Agentic Reasoning · Fintech
Arbiter
Arbitrage intelligence for prediction markets.
Scans Kalshi event markets for risk-free arbitrage with exact-cents math, then reasons over the non-obvious mispricings.

- Role
- Solo — research, engineering & design
- Year
- 2026
- Built with
- Next.js · Claude Opus 4.8 (adaptive thinking) · Zod structured outputs · Vercel
How it works
Scan
Pull a live snapshot of every open market.
Detect
Exact integer-cents math locks the risk-free arbitrage.
Reason
Claude Opus argues the non-obvious mispricings.
The problem
Prediction markets quietly contradict themselves. Two related contracts — ’S&P above 6000’ and ’above 5800’ — can be priced in ways that violate basic logic, but the inconsistency is buried across hundreds of markets and only visible if you reason about how they relate.
The build
Arbiter pulls a live snapshot of Kalshi markets and runs two layers. A deterministic engine finds locked, risk-free arbitrage with exact integer-cents math (dutch books and mutually-exclusive sets that pay out more than they cost). Everything is ranked by edge and rendered in a financial-terminal dashboard.
The AI technique
On top of the math sits a deep-reasoning layer.
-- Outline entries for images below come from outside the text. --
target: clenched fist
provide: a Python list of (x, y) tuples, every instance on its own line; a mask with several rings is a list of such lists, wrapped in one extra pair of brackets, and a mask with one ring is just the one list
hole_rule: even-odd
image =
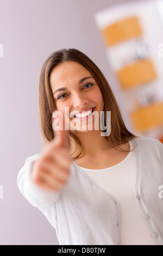
[(64, 130), (55, 131), (55, 138), (33, 164), (32, 180), (46, 190), (59, 191), (69, 178), (73, 159), (68, 151), (67, 132)]

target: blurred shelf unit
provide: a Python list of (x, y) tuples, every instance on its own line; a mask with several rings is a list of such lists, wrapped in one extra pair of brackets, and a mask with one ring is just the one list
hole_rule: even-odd
[[(114, 51), (112, 52), (114, 53), (110, 55), (112, 56), (112, 63), (115, 62), (116, 58), (117, 62), (120, 62), (121, 47), (121, 51), (123, 51), (121, 68), (114, 68), (114, 69), (124, 93), (125, 92), (128, 93), (135, 87), (137, 87), (141, 92), (142, 86), (145, 85), (148, 86), (148, 84), (157, 79), (158, 75), (155, 65), (149, 57), (148, 52), (147, 51), (146, 52), (145, 51), (143, 32), (137, 17), (128, 17), (110, 24), (109, 26), (101, 29), (101, 32), (106, 47), (107, 49), (109, 49), (110, 52), (113, 51), (114, 47), (115, 47)], [(137, 40), (140, 40), (140, 41), (144, 45), (143, 47), (141, 47), (142, 44), (140, 45), (140, 47), (141, 47), (141, 48), (139, 48), (140, 53), (137, 56), (136, 44), (135, 43), (135, 45), (134, 45), (134, 49), (135, 48), (135, 51), (134, 49), (133, 51), (134, 52), (128, 61), (125, 59), (127, 59), (125, 53), (128, 53), (129, 44), (131, 44), (131, 40), (137, 40)], [(124, 48), (125, 42), (127, 42), (126, 48)], [(117, 48), (116, 48), (117, 45), (119, 48), (118, 51), (117, 51), (116, 56), (115, 50)], [(136, 54), (135, 52), (137, 52)], [(129, 112), (129, 115), (135, 131), (143, 133), (148, 129), (154, 129), (160, 126), (162, 126), (163, 127), (162, 113), (163, 102), (158, 102), (154, 101), (152, 102), (148, 102), (145, 106), (143, 105), (135, 106), (134, 111)]]
[(137, 17), (130, 17), (105, 27), (102, 31), (106, 46), (142, 35), (142, 31)]
[(138, 131), (163, 125), (163, 102), (151, 103), (130, 113), (134, 126)]
[(117, 71), (116, 75), (123, 89), (146, 84), (157, 77), (153, 62), (149, 59), (141, 59), (126, 66)]

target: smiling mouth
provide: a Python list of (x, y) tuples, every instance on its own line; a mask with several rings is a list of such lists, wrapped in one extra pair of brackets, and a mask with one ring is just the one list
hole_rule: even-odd
[(90, 115), (94, 111), (96, 108), (95, 107), (93, 107), (89, 109), (88, 111), (83, 111), (83, 113), (78, 113), (76, 114), (74, 114), (73, 116), (72, 117), (72, 118), (77, 118), (78, 119), (84, 118), (85, 117), (87, 117)]

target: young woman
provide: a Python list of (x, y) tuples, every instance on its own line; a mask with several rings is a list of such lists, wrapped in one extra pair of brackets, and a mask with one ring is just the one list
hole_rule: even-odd
[[(60, 244), (163, 245), (163, 145), (127, 129), (95, 64), (76, 49), (52, 53), (41, 70), (39, 104), (46, 147), (27, 159), (18, 186)], [(58, 130), (57, 111), (66, 124)], [(102, 136), (107, 112), (111, 132)], [(101, 113), (104, 128), (97, 129)]]

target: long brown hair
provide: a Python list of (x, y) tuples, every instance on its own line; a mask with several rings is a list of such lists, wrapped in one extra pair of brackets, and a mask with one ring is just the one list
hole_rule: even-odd
[[(61, 49), (51, 54), (44, 63), (40, 73), (39, 80), (39, 117), (41, 132), (44, 142), (51, 141), (54, 137), (52, 128), (52, 115), (57, 109), (53, 93), (49, 82), (51, 72), (53, 69), (65, 61), (75, 61), (84, 66), (93, 76), (99, 87), (104, 100), (104, 124), (106, 125), (106, 111), (111, 111), (111, 133), (105, 136), (111, 147), (116, 148), (134, 137), (126, 127), (123, 121), (116, 100), (104, 76), (97, 65), (84, 53), (74, 48)], [(82, 144), (79, 138), (68, 130), (70, 135), (76, 145), (80, 148)], [(68, 141), (70, 142), (70, 140)], [(75, 151), (75, 152), (76, 152)]]

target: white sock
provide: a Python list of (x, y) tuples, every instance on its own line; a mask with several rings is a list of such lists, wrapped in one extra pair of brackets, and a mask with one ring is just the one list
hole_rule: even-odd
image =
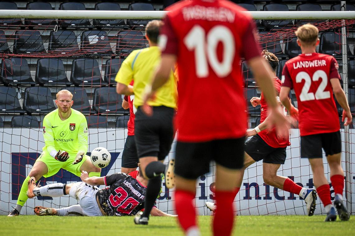
[(298, 195), (303, 198), (304, 199), (306, 197), (306, 195), (307, 194), (307, 189), (305, 188), (302, 188), (302, 189), (301, 190), (301, 191), (300, 192), (300, 193), (298, 194)]
[(36, 196), (60, 197), (65, 195), (63, 191), (65, 191), (66, 185), (61, 183), (48, 184), (40, 188), (36, 188), (33, 189), (33, 194)]

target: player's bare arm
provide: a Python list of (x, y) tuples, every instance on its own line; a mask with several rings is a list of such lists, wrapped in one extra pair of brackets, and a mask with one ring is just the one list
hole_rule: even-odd
[(332, 84), (333, 92), (334, 92), (334, 95), (335, 95), (337, 100), (338, 101), (339, 104), (344, 109), (343, 110), (343, 117), (342, 118), (342, 121), (344, 122), (345, 121), (345, 118), (346, 118), (346, 120), (344, 123), (344, 125), (350, 125), (351, 123), (352, 122), (353, 116), (351, 116), (351, 113), (350, 112), (350, 108), (348, 104), (346, 97), (345, 96), (344, 91), (342, 88), (339, 79), (337, 78), (331, 79), (331, 84)]

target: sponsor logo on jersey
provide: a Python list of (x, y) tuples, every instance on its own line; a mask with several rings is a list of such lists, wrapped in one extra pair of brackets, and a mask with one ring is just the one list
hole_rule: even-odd
[(73, 131), (75, 129), (75, 123), (71, 123), (69, 125), (69, 129)]

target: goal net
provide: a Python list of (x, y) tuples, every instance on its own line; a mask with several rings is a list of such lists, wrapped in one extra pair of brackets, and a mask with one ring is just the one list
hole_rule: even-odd
[[(71, 19), (62, 18), (59, 15), (53, 19), (42, 17), (35, 19), (27, 16), (24, 20), (18, 17), (0, 20), (0, 214), (8, 214), (15, 207), (22, 182), (42, 152), (43, 117), (55, 109), (55, 94), (61, 90), (72, 92), (73, 108), (87, 117), (89, 128), (88, 151), (103, 146), (111, 153), (111, 162), (102, 169), (102, 176), (120, 171), (129, 113), (122, 108), (122, 98), (115, 92), (114, 79), (126, 57), (133, 50), (148, 46), (144, 26), (149, 18), (159, 18), (148, 15), (128, 19), (110, 17), (109, 19)], [(93, 17), (91, 15), (86, 16)], [(279, 58), (277, 74), (280, 77), (285, 62), (301, 53), (294, 31), (309, 22), (286, 18), (256, 20), (261, 47)], [(344, 88), (355, 115), (355, 20), (313, 19), (311, 22), (320, 30), (317, 51), (334, 56), (339, 63)], [(346, 40), (345, 48), (342, 38)], [(249, 100), (253, 97), (260, 96), (260, 91), (247, 64), (242, 62), (241, 66), (245, 78), (248, 125), (252, 128), (260, 122), (260, 107), (252, 107)], [(343, 71), (344, 67), (346, 69)], [(297, 107), (293, 92), (290, 97)], [(342, 110), (337, 105), (341, 123)], [(211, 108), (208, 112), (218, 111)], [(347, 178), (344, 198), (348, 201), (348, 209), (352, 206), (353, 213), (355, 205), (351, 199), (355, 199), (355, 195), (351, 183), (355, 180), (355, 129), (352, 125), (349, 130), (344, 130), (343, 123), (341, 124), (342, 164)], [(277, 174), (288, 177), (302, 186), (312, 188), (313, 175), (308, 160), (300, 158), (297, 128), (296, 126), (291, 131), (291, 145), (287, 149), (286, 161)], [(175, 144), (165, 162), (174, 158)], [(326, 163), (325, 159), (324, 161)], [(329, 170), (327, 165), (324, 167), (329, 179)], [(211, 214), (205, 203), (214, 200), (212, 190), (215, 171), (215, 166), (211, 163), (211, 172), (197, 180), (195, 203), (200, 215)], [(62, 169), (53, 176), (42, 178), (40, 184), (80, 180), (78, 177)], [(169, 191), (163, 182), (157, 206), (172, 213), (174, 190)], [(321, 214), (319, 198), (317, 203), (315, 214)], [(77, 203), (68, 196), (38, 197), (29, 199), (21, 213), (33, 214), (36, 206), (58, 208)], [(239, 215), (305, 213), (304, 201), (298, 196), (264, 183), (262, 162), (246, 170), (235, 203)]]

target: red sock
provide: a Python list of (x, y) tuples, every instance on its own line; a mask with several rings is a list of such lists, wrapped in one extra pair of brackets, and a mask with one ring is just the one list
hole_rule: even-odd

Logically-linked markets are clustered, then Claude Opus 4.8 — with adaptive thinking — reasons about whether the prices are internally consistent, emitting a structured, Zod-validated analysis: a thesis, a step-by-step argument, the logical links it found, an edge estimate, and the residual risks. The risk-free math is guaranteed; the reasoning shows its work.
The outcome
An advisory-only research tool — read-only market data, no order placement — that pairs provable arbitrage with transparent machine reasoning. A study in where deterministic code should end and a reasoning model should begin.